The Bioethics Council of New Zealand has given its government a lot to think about.
The council issued a report in mid-June recommending that parents be given the right to choose the sex of their babies in pre-implantation genetic diagnosis (PGD). New legislation would replace a 2004 law that bans gender selection except as part of treatment for rare genetic diseases.
The report, appropriately titled “Who Gets Born?,” issues a series of recommendations to the government on pre-birth testing and the challenging developments in PGD. With the hope of producing “better, longer-lasting, and wiser policy decisions,” the council used public deliberation to frame ethical issues before making its recommendations.
In its summary, the council concluded that there are “insufficient cultural, ethical, and spiritual reasons to prohibit the use of PGD for sex selection for social reasons such as family balancing.”
Critics of the recommendation include the New Zealand Catholic Bioethics Centre, which issued an immediate response to the council’s report. Taking the position of all embryos being created equal, the Catholic Bioethics Centre asks: “What stops parents from using the technology for nothing more than parental desires? [We believe] in welcoming the children we are given rather than ordering them according to specifications.”
The gender selection debate might be a fresh topic in New Zealand, but it’s nothing new in the United States. In contrast to New Zealand, Australia, and the United Kingdom, there is no ban on sex selection in America. In fact, some foreign couples—those who can afford it, anyway—avoid national bans on sex selection by traveling to the U.S. for medical procedures.

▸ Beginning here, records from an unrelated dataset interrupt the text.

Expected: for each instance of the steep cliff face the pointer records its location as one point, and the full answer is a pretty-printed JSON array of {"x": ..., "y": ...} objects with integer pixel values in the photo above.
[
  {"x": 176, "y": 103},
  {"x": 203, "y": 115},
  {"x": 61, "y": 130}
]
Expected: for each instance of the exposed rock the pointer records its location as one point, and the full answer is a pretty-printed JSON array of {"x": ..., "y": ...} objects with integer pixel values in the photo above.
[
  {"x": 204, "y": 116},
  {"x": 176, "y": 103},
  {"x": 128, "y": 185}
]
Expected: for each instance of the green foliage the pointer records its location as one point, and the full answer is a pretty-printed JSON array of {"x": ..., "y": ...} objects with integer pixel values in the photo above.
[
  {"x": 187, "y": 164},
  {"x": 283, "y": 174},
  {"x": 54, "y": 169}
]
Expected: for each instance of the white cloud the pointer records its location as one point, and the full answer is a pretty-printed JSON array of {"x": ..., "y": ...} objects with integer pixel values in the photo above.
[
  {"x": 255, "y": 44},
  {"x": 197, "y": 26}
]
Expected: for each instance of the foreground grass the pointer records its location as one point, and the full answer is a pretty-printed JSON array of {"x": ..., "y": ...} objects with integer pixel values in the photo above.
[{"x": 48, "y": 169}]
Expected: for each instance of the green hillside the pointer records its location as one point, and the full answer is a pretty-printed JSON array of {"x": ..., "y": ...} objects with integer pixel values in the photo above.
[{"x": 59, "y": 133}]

As with other medical advancements, gender selection doesn’t float through the public consciousness without sparking a healthy dose of ethical debate. Is sex selection a dangerous path that leads to discrimination against “non-selected” individuals? Are parents using the technology to fulfill their own desires as opposed to respecting life? Or is sex selection an important individual right not to be regulated by government?
This summer, it’s up to the New Zealand government to decide.